Родители продолжают болтать, телевизор почти неслышно бормочет, мужчина в очках на фоне карты страны вещает о погоде.
Всё вдруг преображается и в очередной раз кажется проблематичным, а разбираться с неурядицами мне жуть, как не хочется.
– Вкусно, – с улыбкой говорю я, кивая отцу.
Тот улыбается и продолжает разговор с мамой. Я заблуждаюсь или действительно сижу тут исключительно формально? Стараюсь есть быстро, чтобы свалить отсюда как можно скорее. На меня давит атмосфера, и любые положительные мысли словно блокируются.
– Спасибо.
– На здоровье! – весело отвечает папа.
Загружаю тарелку в посудомойку и сбегаю к себе. В комнате уже душно потому, что я сижу с закрытой дверью. Беру мобильник и выхожу на балкон. На улице не очень тепло, и меня приятно обдаёт прохладным ветерком, напоминающим, что сейчас всё же осень и листья желтеют не от того, что им так захотелось.
Поигрываю телефоном, раздумывая, просто позвонить Биллу или куда-нибудь его пригласить. Или сориентироваться по ситуации? Останавливаюсь на последнем варианте и набираю заветный номер. Гудки идут так долго, что я уже подумываю перезвонить попозже, но Билл отвечает.
– То-ом, ты меня спас! – восклицает он, немедленно вызывая у меня улыбку. – Меня бы сейчас убили, – слышу, как на заднем фоне что-то падает и, похоже, разбивается. – Чёрт, Анель!
– Билл, что там происходит? – со смехом спрашиваю я, уловив в голосе интонацию истинного страдальца.
– У нас полный дом гостей. Из Австрии прилетели Шпинглеры, – я, видно, должен был слышать раньше эту фамилию, – родители, разумеется, безумно обрадовались, наприглашали их к нам с этим ужасным ребёнком; Шпинглеры с собой притащили ещё шесть человек, в итоге у нас пир горой, а я сижу с отвратительной дочерью Шпинглеров, которая только что расколотила мой аквариум.
– Аквариум? – я же был у него, но не видел никакого аквариума!
Охватывает паника: а вдруг я и что-то из насущного не помню?
– Да. Представляешь, вытащил его только сегодня, хотел купить парочку рыбок, а эта… А Анель его расколотила.
Слышу детский смех. Злобный детский смех. Мне никогда не доводилось наблюдать, чтобы дети так страшно смеялись.
– Сдаётся мне, тебя оставили с монстром, – сочувственно говорю я.
– Не то слово! – Билл шумно вздыхает. – А я-то думал, мы с тобой где-нибудь погуляем. У меня ещё уроков ворох.

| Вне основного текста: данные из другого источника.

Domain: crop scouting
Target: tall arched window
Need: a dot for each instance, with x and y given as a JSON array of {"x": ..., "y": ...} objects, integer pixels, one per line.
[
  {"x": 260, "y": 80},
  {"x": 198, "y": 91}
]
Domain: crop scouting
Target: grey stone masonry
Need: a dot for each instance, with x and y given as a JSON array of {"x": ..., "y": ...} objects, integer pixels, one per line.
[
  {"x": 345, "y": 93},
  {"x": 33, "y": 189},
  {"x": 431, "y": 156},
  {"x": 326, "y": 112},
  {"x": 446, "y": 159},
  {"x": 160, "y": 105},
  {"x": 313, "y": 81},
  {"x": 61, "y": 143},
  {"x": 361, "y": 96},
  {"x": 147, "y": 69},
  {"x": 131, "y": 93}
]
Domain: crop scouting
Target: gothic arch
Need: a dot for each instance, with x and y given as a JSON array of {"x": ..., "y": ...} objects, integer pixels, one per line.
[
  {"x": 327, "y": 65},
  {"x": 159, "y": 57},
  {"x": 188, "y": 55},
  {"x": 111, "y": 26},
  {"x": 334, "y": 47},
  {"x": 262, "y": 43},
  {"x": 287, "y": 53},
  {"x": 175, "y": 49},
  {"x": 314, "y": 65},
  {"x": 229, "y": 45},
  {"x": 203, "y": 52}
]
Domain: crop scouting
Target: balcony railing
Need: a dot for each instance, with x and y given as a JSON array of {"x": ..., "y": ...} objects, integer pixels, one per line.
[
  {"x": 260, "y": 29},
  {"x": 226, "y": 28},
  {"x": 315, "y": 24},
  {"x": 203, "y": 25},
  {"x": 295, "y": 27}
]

Я едва не выдаю легкомысленное «не делай», но вовремя спохватываюсь, меня что-то останавливает. Как будто с языка срывается всё меньше слов, не подходящих ситуации и… людям?
– А когда они уедут?
– Такое ощущение, что минимум через неделю. У них всё только начинается, хотя они уже часа два свою бурную молодость вспоминают.

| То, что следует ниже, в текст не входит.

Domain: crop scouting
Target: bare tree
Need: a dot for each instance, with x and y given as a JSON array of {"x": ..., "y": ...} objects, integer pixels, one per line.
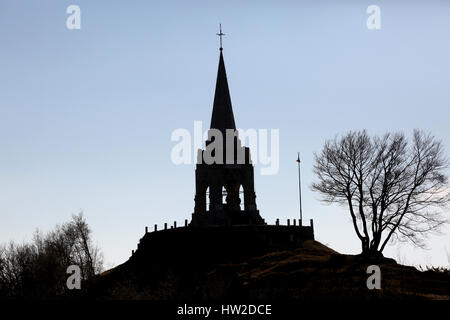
[
  {"x": 393, "y": 188},
  {"x": 38, "y": 269}
]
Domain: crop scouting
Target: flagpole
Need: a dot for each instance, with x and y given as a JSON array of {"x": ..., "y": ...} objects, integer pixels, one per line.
[{"x": 299, "y": 190}]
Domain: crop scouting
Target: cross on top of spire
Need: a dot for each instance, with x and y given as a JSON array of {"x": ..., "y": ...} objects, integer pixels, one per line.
[{"x": 220, "y": 34}]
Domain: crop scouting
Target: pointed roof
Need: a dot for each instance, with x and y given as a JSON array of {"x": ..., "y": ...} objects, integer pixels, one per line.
[{"x": 222, "y": 116}]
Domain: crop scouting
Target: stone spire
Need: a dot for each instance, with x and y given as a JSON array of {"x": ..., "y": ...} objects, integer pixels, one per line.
[{"x": 222, "y": 116}]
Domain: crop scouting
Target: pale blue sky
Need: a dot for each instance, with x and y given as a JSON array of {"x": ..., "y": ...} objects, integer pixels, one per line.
[{"x": 86, "y": 115}]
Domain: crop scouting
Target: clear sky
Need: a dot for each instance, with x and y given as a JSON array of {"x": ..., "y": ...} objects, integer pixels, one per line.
[{"x": 86, "y": 115}]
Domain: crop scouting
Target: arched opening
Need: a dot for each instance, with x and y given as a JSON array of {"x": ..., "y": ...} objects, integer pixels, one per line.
[
  {"x": 231, "y": 196},
  {"x": 241, "y": 197},
  {"x": 207, "y": 198}
]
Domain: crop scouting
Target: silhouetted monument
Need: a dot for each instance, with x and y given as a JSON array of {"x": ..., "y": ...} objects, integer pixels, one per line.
[
  {"x": 225, "y": 230},
  {"x": 225, "y": 177}
]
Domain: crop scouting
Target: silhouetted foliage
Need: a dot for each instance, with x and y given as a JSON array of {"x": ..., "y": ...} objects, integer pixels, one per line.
[
  {"x": 394, "y": 189},
  {"x": 38, "y": 269}
]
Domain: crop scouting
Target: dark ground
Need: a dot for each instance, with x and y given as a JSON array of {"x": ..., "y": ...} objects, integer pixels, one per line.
[{"x": 311, "y": 271}]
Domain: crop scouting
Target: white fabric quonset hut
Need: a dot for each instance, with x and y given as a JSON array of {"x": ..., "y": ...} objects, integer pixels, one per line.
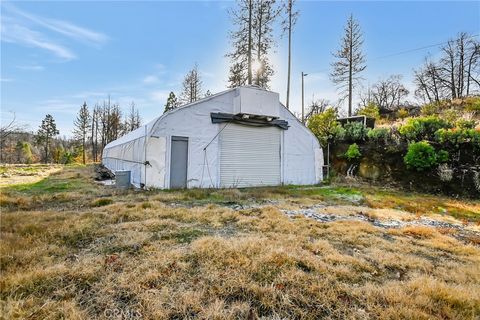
[{"x": 241, "y": 137}]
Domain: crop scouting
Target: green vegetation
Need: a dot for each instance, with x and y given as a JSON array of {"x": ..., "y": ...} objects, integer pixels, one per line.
[
  {"x": 325, "y": 126},
  {"x": 422, "y": 156},
  {"x": 370, "y": 110},
  {"x": 379, "y": 134},
  {"x": 174, "y": 254},
  {"x": 455, "y": 137},
  {"x": 353, "y": 152},
  {"x": 423, "y": 128},
  {"x": 355, "y": 131},
  {"x": 102, "y": 202}
]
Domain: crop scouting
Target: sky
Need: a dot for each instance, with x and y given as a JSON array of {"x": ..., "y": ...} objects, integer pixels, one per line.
[{"x": 57, "y": 54}]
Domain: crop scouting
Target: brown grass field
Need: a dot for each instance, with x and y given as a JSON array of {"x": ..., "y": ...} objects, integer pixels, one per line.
[{"x": 75, "y": 249}]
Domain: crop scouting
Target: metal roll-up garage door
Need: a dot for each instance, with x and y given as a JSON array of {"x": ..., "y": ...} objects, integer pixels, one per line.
[{"x": 249, "y": 156}]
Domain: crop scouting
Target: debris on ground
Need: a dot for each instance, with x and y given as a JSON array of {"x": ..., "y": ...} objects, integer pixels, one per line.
[{"x": 102, "y": 173}]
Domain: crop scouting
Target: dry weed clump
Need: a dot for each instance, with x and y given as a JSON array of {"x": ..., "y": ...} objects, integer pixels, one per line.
[{"x": 155, "y": 256}]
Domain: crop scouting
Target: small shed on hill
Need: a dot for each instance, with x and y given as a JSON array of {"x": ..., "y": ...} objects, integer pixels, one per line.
[
  {"x": 366, "y": 121},
  {"x": 241, "y": 137}
]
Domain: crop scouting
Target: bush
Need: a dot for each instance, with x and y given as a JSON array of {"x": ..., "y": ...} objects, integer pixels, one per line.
[
  {"x": 422, "y": 128},
  {"x": 379, "y": 134},
  {"x": 325, "y": 126},
  {"x": 353, "y": 152},
  {"x": 370, "y": 110},
  {"x": 402, "y": 113},
  {"x": 472, "y": 104},
  {"x": 102, "y": 202},
  {"x": 422, "y": 156},
  {"x": 457, "y": 136},
  {"x": 355, "y": 131},
  {"x": 466, "y": 124}
]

– Похоже, день такой. Мои на кухне занимаются тем же, мне даже не смешно.
Билл затихает, словно прислушивается, затем раздаётся пронзительный визг, и он тут же принимается прощаться:
– Она что-то нашла, – судорожно произносит Билл. – Том, я побежал, до завтра.
Ответить уже ничего не успеваю: кладёт трубку.

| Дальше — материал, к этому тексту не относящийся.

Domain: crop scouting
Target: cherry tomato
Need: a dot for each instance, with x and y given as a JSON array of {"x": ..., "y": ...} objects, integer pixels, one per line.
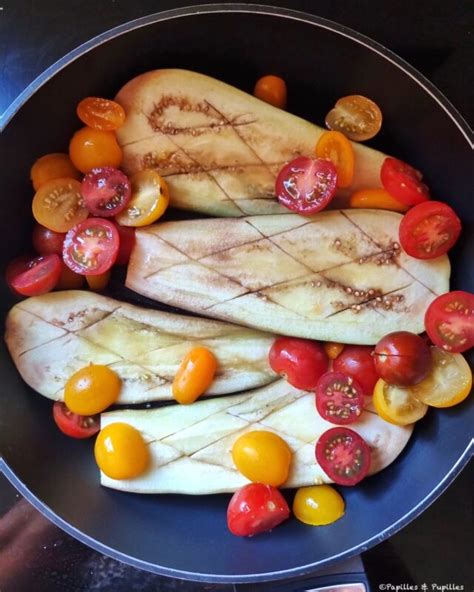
[
  {"x": 91, "y": 390},
  {"x": 121, "y": 452},
  {"x": 150, "y": 198},
  {"x": 50, "y": 167},
  {"x": 402, "y": 358},
  {"x": 262, "y": 456},
  {"x": 357, "y": 361},
  {"x": 318, "y": 505},
  {"x": 73, "y": 425},
  {"x": 448, "y": 383},
  {"x": 306, "y": 185},
  {"x": 449, "y": 321},
  {"x": 194, "y": 375},
  {"x": 106, "y": 191},
  {"x": 339, "y": 398},
  {"x": 101, "y": 114},
  {"x": 335, "y": 147},
  {"x": 46, "y": 241},
  {"x": 272, "y": 90},
  {"x": 91, "y": 248},
  {"x": 256, "y": 508},
  {"x": 396, "y": 404},
  {"x": 299, "y": 361},
  {"x": 429, "y": 230},
  {"x": 58, "y": 204},
  {"x": 377, "y": 199},
  {"x": 343, "y": 455},
  {"x": 32, "y": 277},
  {"x": 403, "y": 182},
  {"x": 92, "y": 149},
  {"x": 357, "y": 117}
]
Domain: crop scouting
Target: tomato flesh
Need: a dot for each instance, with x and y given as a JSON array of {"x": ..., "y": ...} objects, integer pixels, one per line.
[
  {"x": 256, "y": 508},
  {"x": 343, "y": 455},
  {"x": 306, "y": 185}
]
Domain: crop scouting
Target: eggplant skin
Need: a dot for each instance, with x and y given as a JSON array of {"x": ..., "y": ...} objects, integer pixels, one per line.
[
  {"x": 219, "y": 148},
  {"x": 52, "y": 336},
  {"x": 190, "y": 445}
]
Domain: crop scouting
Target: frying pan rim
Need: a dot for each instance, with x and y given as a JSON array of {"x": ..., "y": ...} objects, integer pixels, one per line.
[{"x": 427, "y": 86}]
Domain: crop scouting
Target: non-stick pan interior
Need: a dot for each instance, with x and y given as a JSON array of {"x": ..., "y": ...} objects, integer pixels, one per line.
[{"x": 187, "y": 536}]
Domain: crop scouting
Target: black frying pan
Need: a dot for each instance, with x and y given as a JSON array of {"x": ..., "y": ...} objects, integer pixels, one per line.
[{"x": 183, "y": 536}]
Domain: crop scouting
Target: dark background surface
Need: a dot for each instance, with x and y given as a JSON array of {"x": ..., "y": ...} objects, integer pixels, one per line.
[{"x": 436, "y": 38}]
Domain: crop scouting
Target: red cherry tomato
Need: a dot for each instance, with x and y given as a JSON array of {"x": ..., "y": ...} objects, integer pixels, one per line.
[
  {"x": 73, "y": 425},
  {"x": 106, "y": 191},
  {"x": 403, "y": 182},
  {"x": 343, "y": 455},
  {"x": 402, "y": 358},
  {"x": 449, "y": 321},
  {"x": 256, "y": 508},
  {"x": 91, "y": 248},
  {"x": 339, "y": 398},
  {"x": 429, "y": 230},
  {"x": 32, "y": 277},
  {"x": 306, "y": 185},
  {"x": 357, "y": 361},
  {"x": 300, "y": 361}
]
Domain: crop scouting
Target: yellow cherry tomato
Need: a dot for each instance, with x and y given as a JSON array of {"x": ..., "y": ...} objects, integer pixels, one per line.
[
  {"x": 318, "y": 505},
  {"x": 194, "y": 375},
  {"x": 396, "y": 404},
  {"x": 92, "y": 389},
  {"x": 121, "y": 452},
  {"x": 150, "y": 198},
  {"x": 262, "y": 457}
]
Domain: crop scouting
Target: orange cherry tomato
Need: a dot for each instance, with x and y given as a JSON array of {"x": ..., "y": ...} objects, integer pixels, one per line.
[
  {"x": 194, "y": 375},
  {"x": 101, "y": 114},
  {"x": 335, "y": 147},
  {"x": 91, "y": 149},
  {"x": 58, "y": 204},
  {"x": 52, "y": 166},
  {"x": 272, "y": 90},
  {"x": 378, "y": 199}
]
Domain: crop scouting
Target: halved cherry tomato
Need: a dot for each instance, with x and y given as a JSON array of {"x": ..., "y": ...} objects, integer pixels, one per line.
[
  {"x": 73, "y": 425},
  {"x": 32, "y": 277},
  {"x": 92, "y": 389},
  {"x": 403, "y": 182},
  {"x": 402, "y": 358},
  {"x": 299, "y": 361},
  {"x": 306, "y": 185},
  {"x": 194, "y": 375},
  {"x": 339, "y": 398},
  {"x": 101, "y": 114},
  {"x": 91, "y": 149},
  {"x": 58, "y": 204},
  {"x": 106, "y": 191},
  {"x": 91, "y": 248},
  {"x": 150, "y": 198},
  {"x": 356, "y": 116},
  {"x": 318, "y": 505},
  {"x": 358, "y": 361},
  {"x": 429, "y": 230},
  {"x": 449, "y": 321},
  {"x": 378, "y": 199},
  {"x": 52, "y": 166},
  {"x": 121, "y": 452},
  {"x": 335, "y": 147},
  {"x": 256, "y": 508},
  {"x": 262, "y": 456},
  {"x": 272, "y": 90},
  {"x": 396, "y": 404},
  {"x": 448, "y": 383},
  {"x": 343, "y": 455}
]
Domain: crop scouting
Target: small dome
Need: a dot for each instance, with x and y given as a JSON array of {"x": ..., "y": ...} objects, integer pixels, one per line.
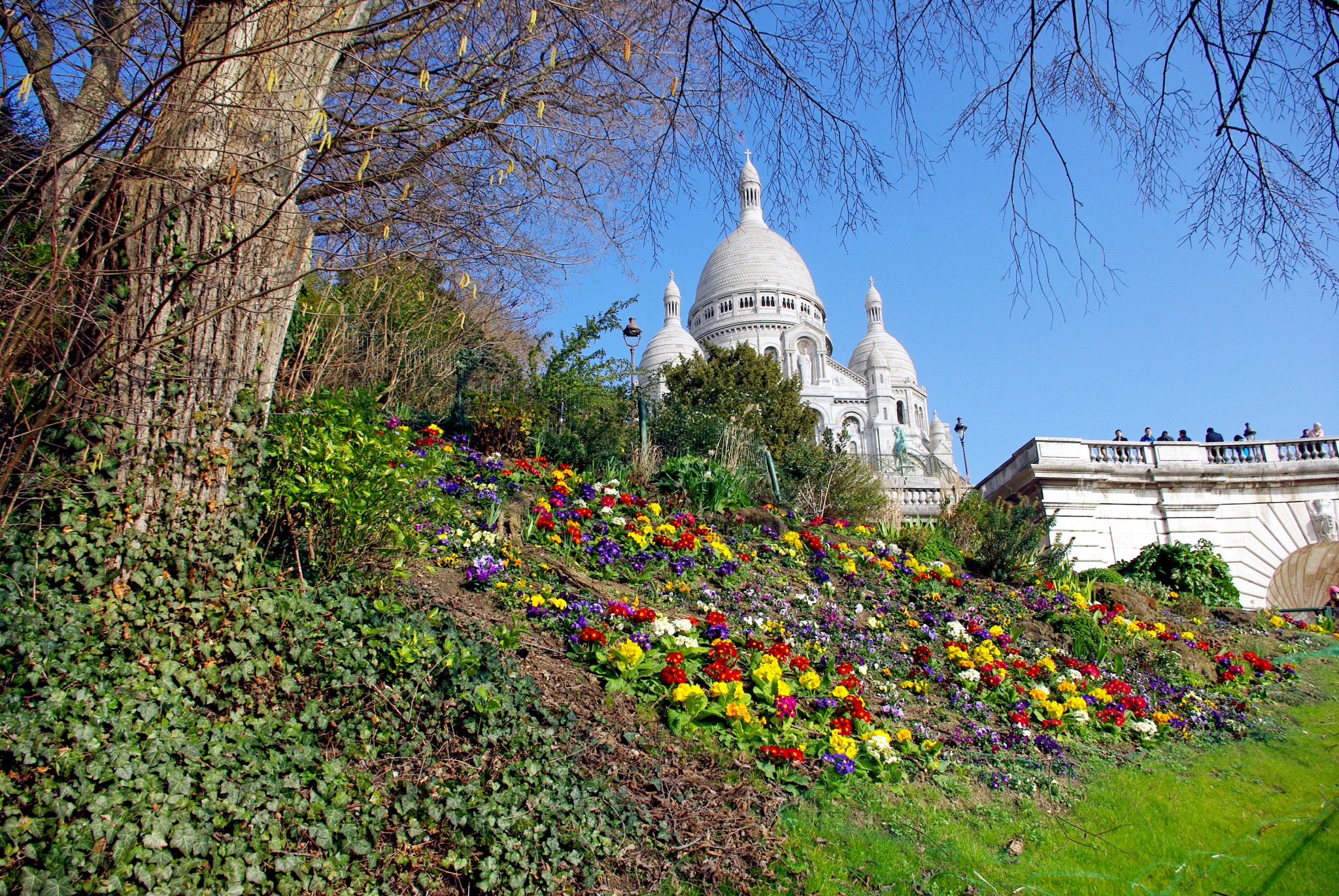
[
  {"x": 879, "y": 347},
  {"x": 889, "y": 354},
  {"x": 673, "y": 342}
]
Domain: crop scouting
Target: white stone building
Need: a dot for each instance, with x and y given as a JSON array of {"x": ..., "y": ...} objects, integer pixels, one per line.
[
  {"x": 757, "y": 290},
  {"x": 1262, "y": 504}
]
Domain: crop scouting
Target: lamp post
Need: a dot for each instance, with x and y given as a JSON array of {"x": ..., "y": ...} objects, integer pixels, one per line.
[
  {"x": 632, "y": 338},
  {"x": 962, "y": 440}
]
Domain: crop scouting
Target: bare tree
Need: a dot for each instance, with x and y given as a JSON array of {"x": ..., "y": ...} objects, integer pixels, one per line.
[{"x": 193, "y": 162}]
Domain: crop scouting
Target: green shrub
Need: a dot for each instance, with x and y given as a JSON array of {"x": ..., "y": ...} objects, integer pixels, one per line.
[
  {"x": 709, "y": 485},
  {"x": 1089, "y": 639},
  {"x": 1187, "y": 569},
  {"x": 1005, "y": 541},
  {"x": 1101, "y": 574},
  {"x": 830, "y": 481},
  {"x": 338, "y": 481},
  {"x": 181, "y": 717}
]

Ну, немного поговорили, хотя спасение Билла, кажется, провалилось с треском. А точнее со звоном. Интересно, он рыб для наблюдений приобрести хотел или это чисто эстетический порыв?
***
Будильник звонит как-то слишком странно, другой музыкой. Тянусь к телефону, чтобы отключить этот давящий кошмар, с закрытыми глазами наблюдая что-то из сна. Тот же самый, но ничего дальше женской руки я вспомнить не могу.
Беру мобильник и с удивлением понимаю, что никакой это не будильник, а звонок, причём от Билла. Его там за этой Анель всю ночь присматривать оставили? Наверное, она не спит ради того, чтобы доставать окружающих. Я её не видел, но мне уже страшно.
– Привет.
– Том, – голос у Билла, как у человека, поддавшегося чужому неблагородному влиянию.
– Ты что натворил?
Он переливчато смеётся, и я думаю о том, что был бы рад всегда просыпаться вот так. Пусть даже сейчас ещё шесть не стукнуло.
– Ещё ничего, – голос у него подозрительный. – Но собираюсь.
– О, Боже. Почему так рано?
– Военные тайны не выдаём. Я стою у твоего дома и готов ждать не более пяти минут, так что поторопись. И возьми рюкзак или сумку. Обязательно!
Ответить мне не позволяют. Ещё пару секунд валяюсь в постели, пытаясь вникнуть, что же он удумал, почему так рано и что мне сейчас-то делать. Потом подрываюсь с кровати и несусь в ванную, по дороге сбив ковёр и едва не растянувшись на полу. Я бы, наверняка, сломал нос. Быстро умываюсь, точно тренируюсь перед армией, и отваливаю одеваться. Из спальни родителей не слышно никаких шевелений, значит, я их не разбудил.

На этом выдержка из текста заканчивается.